Gather ’round the table

Celebrating the Thanksgiving season

By The Schoolcraft Connection Editorial Staff

Thanksgiving is a time of year full of many festivities that can warm the hearts of all. Some choose to spend it at church, or volunteering to help those of the less fortunate, celebrating with close family or friends among other things. Nov. 24 is a day full of fabulous parades all over the country, annual football games for the sports fans, food galore, spending time with family and celebrating the true meaning of the season.

Arguably the best or worst part of Thanksgiving, depending on whom one asks, is getting together with family. Whether someone goes to his or her aunt’s, grandma or mom’s house they are sure to be greeted by the distant family they haven’t seen since last year. Most of the men will be gathered around the TV watching their local Football team play while the women will be either helping cook for the feast or catching up on each others lives, there is sure to be commotion in the house. However, once the dinner bell is rung the best part about gathering with the family is sitting around the table, sharing laughs and memories as food is passed from person to person.

This food is the reason everyone looks forward to Thanksgiving for weeks before it’s near. As family rolls into the driveway, the smell of turkey, stuffing, potatoes and pie permeates from the doorways of homes across the country. No one really comes to hear about the boring stories that your old aunt has; people come to dinner because the pie that family members bring makes listening to the stories more bearable. Pumpkin pie, green bean casserole and turkey aren’t usually around all year, so that makes the one occasion where everyone can eat as much as they want of the fantastic delicacies. The stomachache and lethargic, tired moods afterwards are all worth it for the ridiculous amount of food there is.

Turkey dinner

The turkey dinner with all the fixings is what many of us look forward to the most throughout the year. (Photo from pixabay.com)

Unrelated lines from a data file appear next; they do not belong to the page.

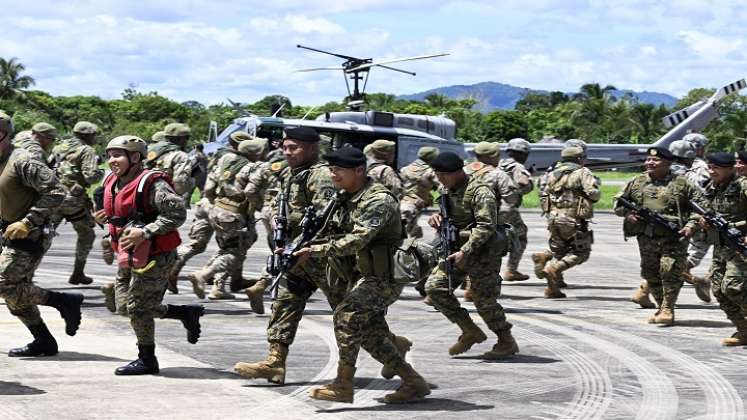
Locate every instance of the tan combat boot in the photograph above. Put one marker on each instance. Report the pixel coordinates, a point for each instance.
(198, 279)
(255, 294)
(471, 335)
(340, 390)
(413, 387)
(218, 292)
(552, 291)
(272, 368)
(739, 338)
(109, 301)
(540, 259)
(403, 345)
(514, 275)
(505, 347)
(641, 296)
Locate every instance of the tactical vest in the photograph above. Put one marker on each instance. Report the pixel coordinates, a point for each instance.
(130, 204)
(15, 198)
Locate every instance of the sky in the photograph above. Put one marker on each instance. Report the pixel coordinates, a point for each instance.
(244, 50)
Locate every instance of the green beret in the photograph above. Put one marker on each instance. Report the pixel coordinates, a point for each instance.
(427, 153)
(346, 157)
(252, 147)
(239, 136)
(45, 129)
(485, 148)
(383, 147)
(572, 152)
(176, 130)
(85, 127)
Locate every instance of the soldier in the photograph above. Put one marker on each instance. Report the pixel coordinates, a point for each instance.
(380, 158)
(568, 201)
(663, 254)
(234, 228)
(306, 182)
(29, 192)
(474, 211)
(518, 152)
(419, 181)
(143, 214)
(77, 167)
(368, 230)
(727, 194)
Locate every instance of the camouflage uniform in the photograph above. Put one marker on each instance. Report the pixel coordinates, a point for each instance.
(419, 181)
(663, 256)
(473, 209)
(77, 167)
(729, 267)
(567, 199)
(509, 213)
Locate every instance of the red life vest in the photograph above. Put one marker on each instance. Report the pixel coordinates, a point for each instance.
(131, 204)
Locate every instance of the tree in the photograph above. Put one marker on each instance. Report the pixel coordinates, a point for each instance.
(12, 83)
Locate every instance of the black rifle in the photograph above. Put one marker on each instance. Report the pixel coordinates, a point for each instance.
(651, 217)
(311, 225)
(447, 233)
(729, 235)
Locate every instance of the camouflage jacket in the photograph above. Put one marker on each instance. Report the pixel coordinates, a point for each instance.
(473, 209)
(418, 181)
(77, 163)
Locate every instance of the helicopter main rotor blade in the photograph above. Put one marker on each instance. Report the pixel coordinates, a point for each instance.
(396, 60)
(347, 57)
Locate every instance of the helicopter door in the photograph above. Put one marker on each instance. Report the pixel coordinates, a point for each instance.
(407, 148)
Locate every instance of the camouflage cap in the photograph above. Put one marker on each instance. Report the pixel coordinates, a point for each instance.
(700, 141)
(383, 147)
(252, 147)
(239, 136)
(485, 148)
(176, 130)
(518, 145)
(6, 124)
(427, 153)
(45, 129)
(572, 152)
(158, 136)
(85, 127)
(682, 149)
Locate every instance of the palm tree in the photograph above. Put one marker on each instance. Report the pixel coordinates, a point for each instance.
(11, 81)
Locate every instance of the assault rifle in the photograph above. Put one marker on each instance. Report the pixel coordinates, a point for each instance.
(280, 263)
(447, 232)
(730, 235)
(651, 217)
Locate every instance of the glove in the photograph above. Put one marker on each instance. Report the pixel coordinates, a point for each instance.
(17, 230)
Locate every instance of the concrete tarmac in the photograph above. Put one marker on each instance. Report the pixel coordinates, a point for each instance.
(591, 355)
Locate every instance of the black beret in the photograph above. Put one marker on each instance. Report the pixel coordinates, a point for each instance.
(447, 162)
(721, 159)
(302, 134)
(346, 157)
(660, 152)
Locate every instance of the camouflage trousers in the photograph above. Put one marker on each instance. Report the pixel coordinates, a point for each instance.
(728, 276)
(141, 295)
(698, 248)
(359, 321)
(16, 286)
(513, 218)
(570, 242)
(483, 270)
(76, 210)
(663, 261)
(235, 235)
(410, 210)
(200, 233)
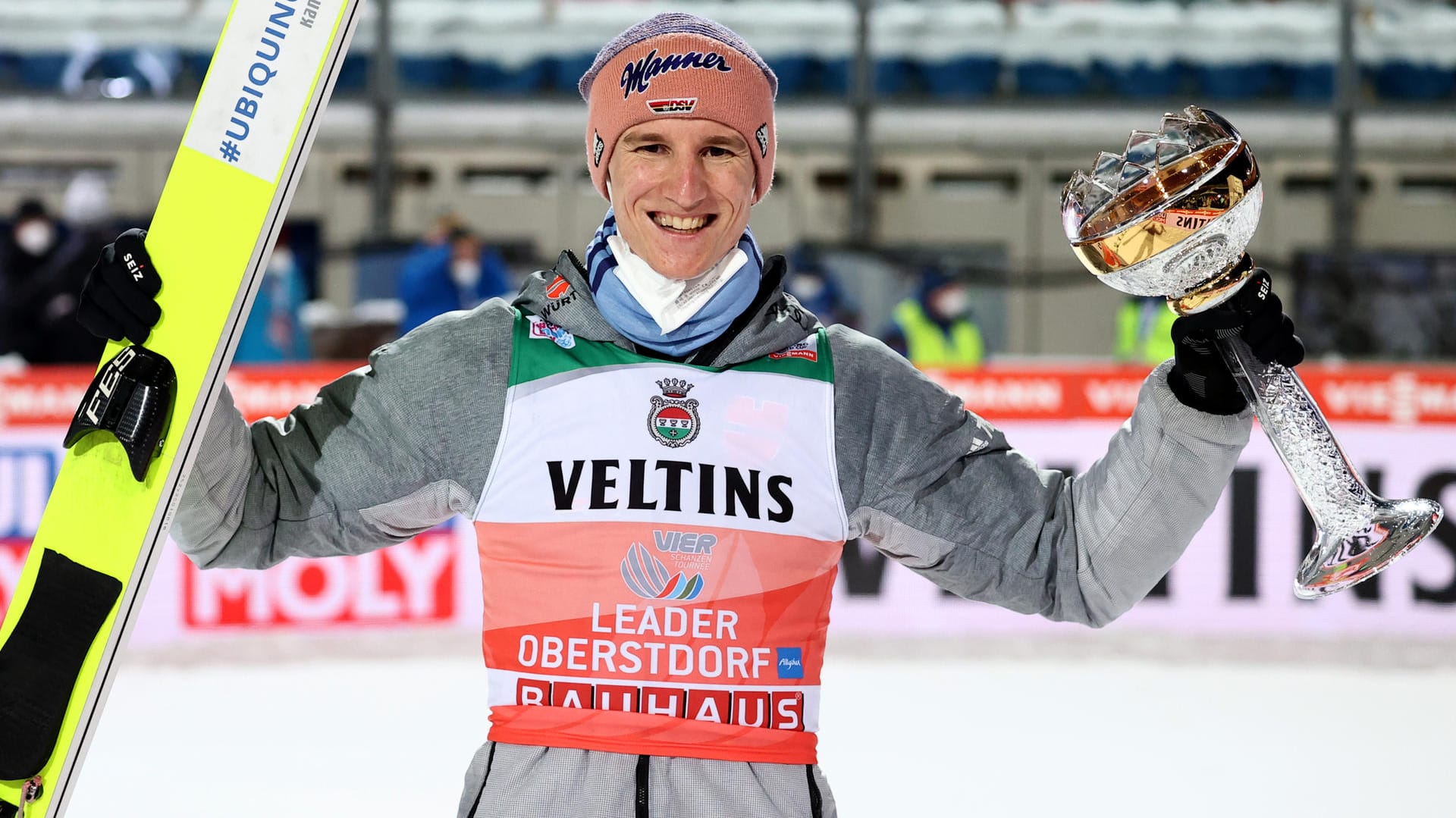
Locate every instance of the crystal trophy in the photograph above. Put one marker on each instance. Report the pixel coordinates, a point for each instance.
(1171, 218)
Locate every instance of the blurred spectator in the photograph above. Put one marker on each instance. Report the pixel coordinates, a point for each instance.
(1145, 331)
(819, 290)
(935, 327)
(42, 267)
(450, 271)
(273, 331)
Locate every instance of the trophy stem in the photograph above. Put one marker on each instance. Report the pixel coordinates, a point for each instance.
(1357, 534)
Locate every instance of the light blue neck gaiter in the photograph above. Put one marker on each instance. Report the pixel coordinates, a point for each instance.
(632, 321)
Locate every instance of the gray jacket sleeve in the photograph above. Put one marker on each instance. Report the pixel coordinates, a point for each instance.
(381, 454)
(941, 490)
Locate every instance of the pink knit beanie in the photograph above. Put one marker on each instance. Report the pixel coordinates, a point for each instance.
(685, 66)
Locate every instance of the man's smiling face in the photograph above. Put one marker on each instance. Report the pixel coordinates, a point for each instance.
(682, 191)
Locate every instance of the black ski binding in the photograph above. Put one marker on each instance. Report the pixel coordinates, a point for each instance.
(130, 398)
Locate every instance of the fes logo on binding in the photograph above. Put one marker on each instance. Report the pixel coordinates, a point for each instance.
(673, 419)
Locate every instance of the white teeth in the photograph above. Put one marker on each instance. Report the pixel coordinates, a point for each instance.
(680, 223)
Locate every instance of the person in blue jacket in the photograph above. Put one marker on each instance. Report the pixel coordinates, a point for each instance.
(455, 272)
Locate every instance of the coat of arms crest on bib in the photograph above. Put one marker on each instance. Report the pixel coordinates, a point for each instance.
(673, 419)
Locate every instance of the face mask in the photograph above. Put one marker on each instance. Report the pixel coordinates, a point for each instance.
(36, 236)
(951, 303)
(807, 287)
(465, 272)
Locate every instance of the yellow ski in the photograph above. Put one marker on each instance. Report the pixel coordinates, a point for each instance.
(130, 453)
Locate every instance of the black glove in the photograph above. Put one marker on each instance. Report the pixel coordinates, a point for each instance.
(120, 297)
(1200, 378)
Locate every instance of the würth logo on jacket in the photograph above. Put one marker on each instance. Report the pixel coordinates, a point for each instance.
(673, 419)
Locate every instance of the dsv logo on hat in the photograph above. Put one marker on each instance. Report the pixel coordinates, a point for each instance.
(638, 76)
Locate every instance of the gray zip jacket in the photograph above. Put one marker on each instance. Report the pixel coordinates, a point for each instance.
(395, 449)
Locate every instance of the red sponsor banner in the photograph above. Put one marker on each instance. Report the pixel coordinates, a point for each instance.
(47, 396)
(1350, 393)
(406, 584)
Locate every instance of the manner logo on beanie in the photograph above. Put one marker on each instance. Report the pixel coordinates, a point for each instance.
(692, 67)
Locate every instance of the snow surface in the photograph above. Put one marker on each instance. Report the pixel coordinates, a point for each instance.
(1025, 731)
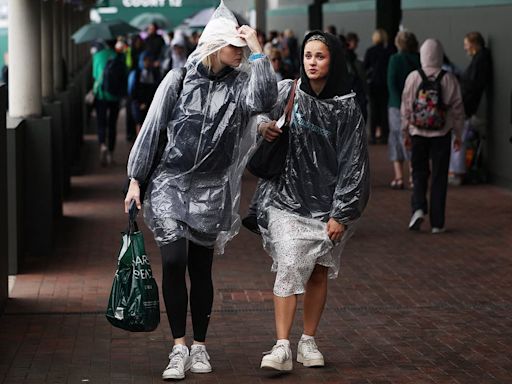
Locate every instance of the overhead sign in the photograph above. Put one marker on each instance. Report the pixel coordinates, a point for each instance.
(152, 3)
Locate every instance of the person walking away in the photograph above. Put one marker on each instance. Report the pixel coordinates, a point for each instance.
(192, 197)
(175, 56)
(108, 83)
(474, 81)
(431, 108)
(307, 214)
(401, 64)
(142, 85)
(376, 64)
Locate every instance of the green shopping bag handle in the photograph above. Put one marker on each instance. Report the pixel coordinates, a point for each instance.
(132, 215)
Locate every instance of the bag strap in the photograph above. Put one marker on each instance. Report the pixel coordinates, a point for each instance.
(289, 105)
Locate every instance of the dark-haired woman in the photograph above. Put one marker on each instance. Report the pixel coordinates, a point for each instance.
(307, 214)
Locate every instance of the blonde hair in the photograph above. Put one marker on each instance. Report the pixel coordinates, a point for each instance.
(210, 59)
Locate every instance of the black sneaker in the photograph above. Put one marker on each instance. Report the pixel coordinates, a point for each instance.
(251, 223)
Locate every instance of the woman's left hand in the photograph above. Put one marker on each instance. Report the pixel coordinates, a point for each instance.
(335, 230)
(251, 38)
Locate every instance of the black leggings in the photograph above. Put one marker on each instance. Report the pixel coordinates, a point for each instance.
(176, 257)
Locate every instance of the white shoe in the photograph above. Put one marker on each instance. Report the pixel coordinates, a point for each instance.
(279, 358)
(416, 220)
(200, 359)
(179, 363)
(103, 155)
(308, 354)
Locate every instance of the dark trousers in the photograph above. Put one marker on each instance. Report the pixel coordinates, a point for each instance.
(379, 112)
(106, 115)
(176, 258)
(436, 149)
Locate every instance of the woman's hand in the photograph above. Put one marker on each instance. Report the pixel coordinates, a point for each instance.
(335, 230)
(133, 194)
(269, 130)
(251, 38)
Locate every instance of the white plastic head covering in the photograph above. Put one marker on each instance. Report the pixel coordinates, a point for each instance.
(220, 32)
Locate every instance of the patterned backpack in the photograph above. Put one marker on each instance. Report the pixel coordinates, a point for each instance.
(428, 109)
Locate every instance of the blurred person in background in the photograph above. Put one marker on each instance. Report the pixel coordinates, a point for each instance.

There are many things that make Thanksgiving Day one of the greatest days of the year. One of the best parts is football. Especially being from the state of Michigan, the Detroit Lions are one of two teams that are lucky enough to have an annual Thanksgiving Day game every year. This year the Lions will be playing the Minnesota Vikings who are first place in the NFC North and will make a very interesting game. Other National Football league games airing will be the Dallas Cowboys against the Washington Redskins and the Indianapolis Colts against the Pittsburgh Steelers.

Another rewarding quality of Thanksgiving is celebrating the history and heritage surrounding the holiday. The story about Squanto and the Pilgrims is classic. It is a story of religion, unity and family. Perhaps the best part about this story is the heartwarming message behind it. It displays two separate people uniting to share a meal together. This story sends a strong message of the importance of giving thanks. It gives reason to celebrate the notion of the importance of family. This goes together with the heritage of people and how they celebrate it. History is the most important element to enrich the mind and remember the true meaning of the holiday.

After a day of feasting, reconnecting (or fighting) among families and other festivities the long awaited day of deals shortly arrives as the clock strikes midnight and Friday Nov. 25 has begun. All month the deals are built up so that Black Friday can be made more exciting than the year before. The long lines, long hours and fight to find the best deal possible will begin as quickly as the day of thanks has passed. It is one of the best times to get one’s entire Christmas list of presents to friends and family members out of the way.

No matter what one’s favorite part of the day is, either the food, football or just being together with everyone they love, Thanksgiving Day is the best day of the month and probably one of the best holidays of the year. It has much to offer and is engrained in the history of America.